The intervention and prevention programs need to also focus more on increasing prosocial behaviors. Children who have higher pro-social behavior are more likely to display lower levels of peer victimization (Coleman & Byrd, 2003; Griese, Buhs, & Lester, 2016). Pro-social behavior is behavior that is intended to benefit others (Eisenberg, Fabes, & Spinrad, 2006). These behaviors often take the form of helping, sharing, or other acts of kindness (Carlo, Crokett, Randall, & Roesch, 2007). Youths who are well-accepted by their peers are more likely to display pro-social behaviors more frequently and tend to benefit from attendant, positive peer interactions, thus increasing the number of opportunities they have to practice pro-social behaviors. For students who are not wellaccepted by their peers, they are less likely to benefit from the positive socialization cycle (Wentzel & Mc Ñamara, 1999; Griese et al., 2016). Children with pro-social behaviors are less likely to indicate stress with their peer relationships, and in turn, less likely to experience peer victimization (Coleman & Byrd, 2003; Griese et al., 2016). Cultivation of positive peer relationship is an essential key to reducing rates of peer victimization.
To have an effective prevention and intervention of peer victimization program, several parties such as school, students, teachers, parents, and communities, need to take a part in the effort. The example of this type of prevention and intervention is called WITS which stands for Walk away (and seek help), Ignore it (and seek help), Talk it out (and seek help), and Seek help. The WITS acronym gives children simple, developmentally appropriate conflict resolution strategies for handling peer conflicts. The program is a community-based, school-wide intervention that targets children's socially competent behaviors and risks for peer victimization in Grades 1-3. The program provides developmentally appropriate curricula for elementary school children that teachers and schools can easily adopt; offers online training for teachers and schools to build capacity and sustain the program; and starts early when children's vulnerabilities to are established and may be most amenable to change (Hoglund, Hosan, & Leadbeater, 2012). The theory of change is a principle theory of WITS. The theory of change proposes to reduce children's risks for peer victimization through its program messages and activities that enhance adults' responsiveness and indirectly through its focus on enhancing all children's conflict resolution skills and social competencies (Hoglund et al., 2012; Leadbeater & Hoglund, 2009; Troop-Gordon & Ladd, 2005).

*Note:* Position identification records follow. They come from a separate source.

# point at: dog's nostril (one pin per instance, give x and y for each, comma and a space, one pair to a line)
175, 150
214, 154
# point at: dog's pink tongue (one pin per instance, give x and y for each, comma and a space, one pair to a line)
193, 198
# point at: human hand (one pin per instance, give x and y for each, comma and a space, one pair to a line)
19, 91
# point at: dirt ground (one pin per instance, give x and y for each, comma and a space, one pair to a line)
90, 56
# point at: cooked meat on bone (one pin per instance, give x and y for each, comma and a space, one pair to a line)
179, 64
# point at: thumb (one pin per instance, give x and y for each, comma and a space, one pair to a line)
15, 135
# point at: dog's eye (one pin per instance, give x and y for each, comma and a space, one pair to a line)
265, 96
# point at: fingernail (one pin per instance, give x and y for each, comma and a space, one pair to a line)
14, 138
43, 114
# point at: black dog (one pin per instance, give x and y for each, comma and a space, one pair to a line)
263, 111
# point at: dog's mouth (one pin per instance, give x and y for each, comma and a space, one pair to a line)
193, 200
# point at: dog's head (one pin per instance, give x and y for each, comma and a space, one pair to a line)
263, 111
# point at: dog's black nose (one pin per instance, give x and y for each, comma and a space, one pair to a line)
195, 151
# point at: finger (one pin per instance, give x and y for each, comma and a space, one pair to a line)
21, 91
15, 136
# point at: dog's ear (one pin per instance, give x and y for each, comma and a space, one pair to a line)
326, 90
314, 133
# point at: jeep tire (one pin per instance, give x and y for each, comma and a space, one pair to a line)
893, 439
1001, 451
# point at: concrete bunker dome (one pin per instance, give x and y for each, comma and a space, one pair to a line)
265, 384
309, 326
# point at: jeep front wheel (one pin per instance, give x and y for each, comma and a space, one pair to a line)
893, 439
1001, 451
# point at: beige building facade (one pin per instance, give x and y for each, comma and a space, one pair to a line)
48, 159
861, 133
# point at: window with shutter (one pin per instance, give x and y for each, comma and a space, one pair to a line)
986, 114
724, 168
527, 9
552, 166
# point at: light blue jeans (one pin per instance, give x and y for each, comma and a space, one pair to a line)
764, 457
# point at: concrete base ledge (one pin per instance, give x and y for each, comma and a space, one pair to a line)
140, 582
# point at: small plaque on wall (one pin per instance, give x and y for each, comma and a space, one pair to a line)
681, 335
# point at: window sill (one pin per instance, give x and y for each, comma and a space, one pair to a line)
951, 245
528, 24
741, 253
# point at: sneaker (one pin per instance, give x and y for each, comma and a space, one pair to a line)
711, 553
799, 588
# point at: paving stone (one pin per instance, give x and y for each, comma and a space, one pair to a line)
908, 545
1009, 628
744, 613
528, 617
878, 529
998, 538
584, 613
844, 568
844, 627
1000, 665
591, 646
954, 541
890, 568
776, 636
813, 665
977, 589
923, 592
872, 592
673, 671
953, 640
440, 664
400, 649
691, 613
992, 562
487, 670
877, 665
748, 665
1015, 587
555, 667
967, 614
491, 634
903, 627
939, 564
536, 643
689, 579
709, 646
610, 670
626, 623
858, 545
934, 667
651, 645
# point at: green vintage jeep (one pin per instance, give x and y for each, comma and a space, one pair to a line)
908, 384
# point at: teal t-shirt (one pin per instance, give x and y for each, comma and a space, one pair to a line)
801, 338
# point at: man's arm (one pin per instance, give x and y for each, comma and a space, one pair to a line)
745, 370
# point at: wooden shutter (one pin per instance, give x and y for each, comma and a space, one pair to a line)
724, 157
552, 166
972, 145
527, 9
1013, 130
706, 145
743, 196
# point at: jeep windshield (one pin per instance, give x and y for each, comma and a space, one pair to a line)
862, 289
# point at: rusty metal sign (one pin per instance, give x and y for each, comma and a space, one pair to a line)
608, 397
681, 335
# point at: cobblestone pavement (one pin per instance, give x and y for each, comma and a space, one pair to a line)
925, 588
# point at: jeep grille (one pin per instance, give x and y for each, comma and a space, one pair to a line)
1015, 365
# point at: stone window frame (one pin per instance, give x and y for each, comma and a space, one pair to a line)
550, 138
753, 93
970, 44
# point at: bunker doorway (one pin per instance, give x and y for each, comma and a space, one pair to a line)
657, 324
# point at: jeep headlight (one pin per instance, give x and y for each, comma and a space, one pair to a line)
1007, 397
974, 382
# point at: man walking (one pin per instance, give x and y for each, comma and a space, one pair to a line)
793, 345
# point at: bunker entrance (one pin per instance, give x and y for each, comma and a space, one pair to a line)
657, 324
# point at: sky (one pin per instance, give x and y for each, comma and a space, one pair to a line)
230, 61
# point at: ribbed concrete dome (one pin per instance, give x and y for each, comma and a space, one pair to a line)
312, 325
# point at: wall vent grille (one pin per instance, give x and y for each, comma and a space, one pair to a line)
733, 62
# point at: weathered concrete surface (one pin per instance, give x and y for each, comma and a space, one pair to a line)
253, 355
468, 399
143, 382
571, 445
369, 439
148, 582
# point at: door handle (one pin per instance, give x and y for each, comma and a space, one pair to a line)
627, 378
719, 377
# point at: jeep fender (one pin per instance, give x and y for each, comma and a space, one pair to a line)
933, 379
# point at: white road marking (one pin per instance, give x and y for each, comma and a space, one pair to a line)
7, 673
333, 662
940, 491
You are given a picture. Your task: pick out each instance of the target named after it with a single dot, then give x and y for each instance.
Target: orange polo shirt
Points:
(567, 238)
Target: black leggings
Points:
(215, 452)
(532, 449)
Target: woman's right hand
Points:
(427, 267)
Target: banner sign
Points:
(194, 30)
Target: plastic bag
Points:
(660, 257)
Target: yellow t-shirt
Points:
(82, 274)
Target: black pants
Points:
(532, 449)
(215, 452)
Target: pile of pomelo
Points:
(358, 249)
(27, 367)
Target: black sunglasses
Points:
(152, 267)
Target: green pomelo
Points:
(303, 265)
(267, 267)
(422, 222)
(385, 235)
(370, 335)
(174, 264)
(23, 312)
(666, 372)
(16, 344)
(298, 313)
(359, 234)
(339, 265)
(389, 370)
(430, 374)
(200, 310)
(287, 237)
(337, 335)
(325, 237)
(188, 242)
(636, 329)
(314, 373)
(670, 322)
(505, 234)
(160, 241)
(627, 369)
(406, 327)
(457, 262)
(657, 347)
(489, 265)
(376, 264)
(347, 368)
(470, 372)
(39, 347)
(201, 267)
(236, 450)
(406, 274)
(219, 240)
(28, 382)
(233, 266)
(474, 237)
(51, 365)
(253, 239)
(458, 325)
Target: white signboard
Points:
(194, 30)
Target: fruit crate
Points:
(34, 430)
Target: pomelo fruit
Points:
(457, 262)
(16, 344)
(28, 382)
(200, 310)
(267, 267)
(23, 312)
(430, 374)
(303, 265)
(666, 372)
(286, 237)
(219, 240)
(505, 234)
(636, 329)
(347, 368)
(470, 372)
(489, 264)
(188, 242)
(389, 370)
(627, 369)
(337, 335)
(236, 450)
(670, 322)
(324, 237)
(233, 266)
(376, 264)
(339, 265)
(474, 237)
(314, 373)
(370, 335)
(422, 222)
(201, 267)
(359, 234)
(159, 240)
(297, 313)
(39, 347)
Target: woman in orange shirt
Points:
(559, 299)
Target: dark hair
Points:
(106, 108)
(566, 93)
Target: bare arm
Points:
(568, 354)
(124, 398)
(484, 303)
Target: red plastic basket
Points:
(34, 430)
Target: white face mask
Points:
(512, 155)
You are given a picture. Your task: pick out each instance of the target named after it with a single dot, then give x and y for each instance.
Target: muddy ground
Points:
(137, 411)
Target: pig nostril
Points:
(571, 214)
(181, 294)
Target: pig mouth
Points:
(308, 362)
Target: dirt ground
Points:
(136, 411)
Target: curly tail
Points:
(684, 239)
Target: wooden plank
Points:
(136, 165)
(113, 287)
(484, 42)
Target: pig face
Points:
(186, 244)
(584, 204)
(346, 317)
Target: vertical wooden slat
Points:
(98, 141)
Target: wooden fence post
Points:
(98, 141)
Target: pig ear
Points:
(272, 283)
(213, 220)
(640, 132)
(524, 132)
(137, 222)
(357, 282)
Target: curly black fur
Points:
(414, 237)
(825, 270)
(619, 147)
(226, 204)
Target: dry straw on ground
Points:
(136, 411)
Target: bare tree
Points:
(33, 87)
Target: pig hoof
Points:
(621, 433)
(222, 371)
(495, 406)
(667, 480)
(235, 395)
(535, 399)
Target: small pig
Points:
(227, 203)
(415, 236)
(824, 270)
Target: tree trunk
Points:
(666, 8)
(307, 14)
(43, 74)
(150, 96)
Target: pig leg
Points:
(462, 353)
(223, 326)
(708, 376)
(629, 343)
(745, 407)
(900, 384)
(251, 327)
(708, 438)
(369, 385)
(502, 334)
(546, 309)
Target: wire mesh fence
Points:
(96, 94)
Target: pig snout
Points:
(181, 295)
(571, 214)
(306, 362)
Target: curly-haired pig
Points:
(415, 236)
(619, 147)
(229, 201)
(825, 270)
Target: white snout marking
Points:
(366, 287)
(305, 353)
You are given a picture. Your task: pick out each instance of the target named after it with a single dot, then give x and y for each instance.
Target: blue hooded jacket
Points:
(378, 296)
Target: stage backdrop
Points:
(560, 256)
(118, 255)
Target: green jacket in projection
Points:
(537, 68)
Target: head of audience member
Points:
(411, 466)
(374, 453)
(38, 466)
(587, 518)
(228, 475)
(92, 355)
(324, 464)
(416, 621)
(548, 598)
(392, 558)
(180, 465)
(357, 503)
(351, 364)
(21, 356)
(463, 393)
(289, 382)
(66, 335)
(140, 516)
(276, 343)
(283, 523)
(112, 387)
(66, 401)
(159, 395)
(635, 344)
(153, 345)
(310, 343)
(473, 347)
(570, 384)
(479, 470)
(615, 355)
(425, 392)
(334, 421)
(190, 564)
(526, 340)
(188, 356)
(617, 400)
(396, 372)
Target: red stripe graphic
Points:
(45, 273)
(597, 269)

A six-year follow-up evaluation of WITS program has shown that the program was modestly effective in reducing the risk of peer victimization during the elementary years. WITS significantly reduced levels of physical and relational victimization across elementary school. However, the program did not show significant effects for help-seeking and internalizing. Researchers suggested that the implementation of peer victimization program in early elementary school may need to be sustained to maintain the promising early intervention gains through the transition into middle school (Hoglund et al., 2012).
Conclusion
Despite the focus of peer victimization among scholars and policy makers in recent years, the number of children who were victimized by peer is still astonishing. The dangers of peer victimization have been extensively studied. Researchers unswervingly found the negatives effects of victimization by peers. These negative impacts contribute to various maladaptive issues in children that include internalizing, externalizing, and somatic problems. To respond to this epidemic, researchers and scholars have created programs to intervene and prevent peer victimization. The evidence-based programs of peer victimization have been implemented around the world. These programs need to target several strategies simultaneously for example, the individual level strategies that focus on strengthening children's abilities to effectively solve difficulties and promote pro-social activities; the relationship level strategies where address the important of positive relationships between students, and their pro-social peers, teachers, parents, and community; the community level strategies that emphasis on the social environment of schools such as effective classroom management practices, promoting cooperative learning techniques, well-trained educators on peer victimization issues, and provide necessary support for diverse populations in schools; societal level strategies that promote positive social and cultural climate surround schools (CDC, 2016).
To eliminate peer victimization, researchers need not only to understand victims' characteristics and negative consequences of victimization by peer but also need to understand the nature of aggressors. The programs that focus on conversing aggressors so that they behave in acceptable manners are also needed. Children also need to be closely monitored so that the risk signs can be identified and can be prevented from becoming victims or intervene aggressors' actions.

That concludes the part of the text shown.